During the Overland Campaign against the Confederate Army of Northern Virginia, African-Americans made up two brigades of IX Corps and fought from the Wilderness to Petersburg.

In contrast, Major General William Sherman’s armies did not have a single Black soldier. It seemed that Sherman had no use for them.

30 July, 1864: The Battle of the Crater: The plan for when the mine was detonated had both African-American brigades spearhead the assault. As a matter of fact, they had trained for a straight month while the mine was being dug. Sadly, General Grant had ordered the IX Corps commander, Major General Ambrose Burnside, not to send in the Black troops for political and public relations reasons. An unprepared brigade, led by a drunkard and coward, was sent in first. The African-Americans were sent in later, after the assault had bogged down, losing scores in the process.
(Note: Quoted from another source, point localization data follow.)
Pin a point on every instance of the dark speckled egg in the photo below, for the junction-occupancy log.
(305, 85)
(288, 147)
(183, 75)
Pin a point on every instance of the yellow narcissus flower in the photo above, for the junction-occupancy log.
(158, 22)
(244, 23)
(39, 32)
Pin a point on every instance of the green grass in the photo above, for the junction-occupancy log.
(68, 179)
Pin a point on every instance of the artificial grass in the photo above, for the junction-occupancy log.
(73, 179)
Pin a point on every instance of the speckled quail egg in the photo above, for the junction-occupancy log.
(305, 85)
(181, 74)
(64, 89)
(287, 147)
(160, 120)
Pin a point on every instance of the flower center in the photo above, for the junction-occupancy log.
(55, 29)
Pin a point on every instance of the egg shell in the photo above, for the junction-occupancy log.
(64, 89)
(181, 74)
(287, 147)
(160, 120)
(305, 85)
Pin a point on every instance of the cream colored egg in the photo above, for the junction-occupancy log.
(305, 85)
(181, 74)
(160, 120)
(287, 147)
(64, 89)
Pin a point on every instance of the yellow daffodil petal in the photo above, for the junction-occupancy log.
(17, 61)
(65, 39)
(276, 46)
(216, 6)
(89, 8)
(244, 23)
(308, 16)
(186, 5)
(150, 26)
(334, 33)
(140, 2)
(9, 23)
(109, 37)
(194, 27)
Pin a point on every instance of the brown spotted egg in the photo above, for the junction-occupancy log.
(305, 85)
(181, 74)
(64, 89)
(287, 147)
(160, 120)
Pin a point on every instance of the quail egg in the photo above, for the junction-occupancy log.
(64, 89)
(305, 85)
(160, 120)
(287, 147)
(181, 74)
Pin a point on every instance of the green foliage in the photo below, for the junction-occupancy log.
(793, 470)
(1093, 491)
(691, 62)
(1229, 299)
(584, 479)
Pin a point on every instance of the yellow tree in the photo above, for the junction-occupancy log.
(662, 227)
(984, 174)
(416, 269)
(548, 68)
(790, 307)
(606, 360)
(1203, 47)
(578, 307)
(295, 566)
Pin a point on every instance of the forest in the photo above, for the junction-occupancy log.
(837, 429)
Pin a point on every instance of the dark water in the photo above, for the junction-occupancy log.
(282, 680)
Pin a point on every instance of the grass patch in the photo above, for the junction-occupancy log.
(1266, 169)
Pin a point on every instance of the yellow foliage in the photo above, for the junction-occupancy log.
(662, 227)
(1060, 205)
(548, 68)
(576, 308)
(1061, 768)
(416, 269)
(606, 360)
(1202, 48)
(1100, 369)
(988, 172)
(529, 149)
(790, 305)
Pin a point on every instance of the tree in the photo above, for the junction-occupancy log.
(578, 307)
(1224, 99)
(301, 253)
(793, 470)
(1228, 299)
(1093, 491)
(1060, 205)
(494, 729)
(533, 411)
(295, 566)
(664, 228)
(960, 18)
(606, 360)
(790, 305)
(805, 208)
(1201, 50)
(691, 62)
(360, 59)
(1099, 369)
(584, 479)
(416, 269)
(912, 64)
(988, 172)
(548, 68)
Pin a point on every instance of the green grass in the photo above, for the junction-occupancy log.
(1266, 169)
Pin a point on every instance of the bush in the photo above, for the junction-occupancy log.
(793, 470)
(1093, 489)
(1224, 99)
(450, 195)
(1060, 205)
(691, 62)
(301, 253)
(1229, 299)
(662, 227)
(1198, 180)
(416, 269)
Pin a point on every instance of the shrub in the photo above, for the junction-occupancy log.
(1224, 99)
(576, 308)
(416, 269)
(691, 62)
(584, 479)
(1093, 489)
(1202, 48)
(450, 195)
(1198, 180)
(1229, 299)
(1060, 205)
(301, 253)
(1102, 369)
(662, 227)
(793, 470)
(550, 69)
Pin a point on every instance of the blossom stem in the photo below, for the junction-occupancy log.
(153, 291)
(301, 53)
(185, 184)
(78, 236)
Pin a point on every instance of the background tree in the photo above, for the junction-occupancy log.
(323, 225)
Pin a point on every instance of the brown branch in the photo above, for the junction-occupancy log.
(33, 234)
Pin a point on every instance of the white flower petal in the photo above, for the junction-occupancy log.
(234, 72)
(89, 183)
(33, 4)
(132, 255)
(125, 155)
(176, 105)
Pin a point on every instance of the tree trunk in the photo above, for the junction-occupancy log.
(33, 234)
Despite the bravery of the African-Americans, only one, Sergeant Decatur Dorsey, 39th USCT, received the Medal of Honor.

On the Confederate side, the debate about using Black troops was not decided until it was becoming too late. Despite protests from hard-liners, the Confederate Congress approved the enlistment of African-Americans into the Confederate Army. Two regiments of mixed White and Black troops drilled to the delight of Richmond residents, but it was too little, too late.

As Richmond fell on 3 April,1865, the first Union troops to enter the former Confederate Capital were members of the 28th USCT. This spoke volumes to the defeated Confederates. Other units were involved in the Appomattox campaign, resulting in the surrender of the Army of Northern Virginia.

The last engagement of the Civil War, at Palmito Ranch, TX (11-12 May, 1865) also saw the last use of African-American troops as the 62nd USCT made up a large part of the Union force that was repulsed.

Following the war’s conclusion, African-African troops made up a large part of the force needed to police the former Confederate States. This action left bad feelings amongst the local population that might have contributed to the Black Codes that were enacted following the end of Reconstruction. They were also involved in operations along the Rio Grand River that were conducted to keep Imperial Mexico from invading.

Even so, the pace of disbanding Black units were not as fast as the White ones, but in the course of time, the volunteer regiments were disbanded. Those who wanted to continue in the Army were assigned to the 9th and 10th US Cavalry, who would become known as “Buffalo Soldiers” and would see large scale battle again in the Spanish-American War (at times alongside former Confederates). The 24th and 25th US Infantry was also authorized.

African-Americans earned their citizenship at places like Fort Wagner and the Crater. Sadly, that reward was not realized until the 1960’s, one hundred years after their battles.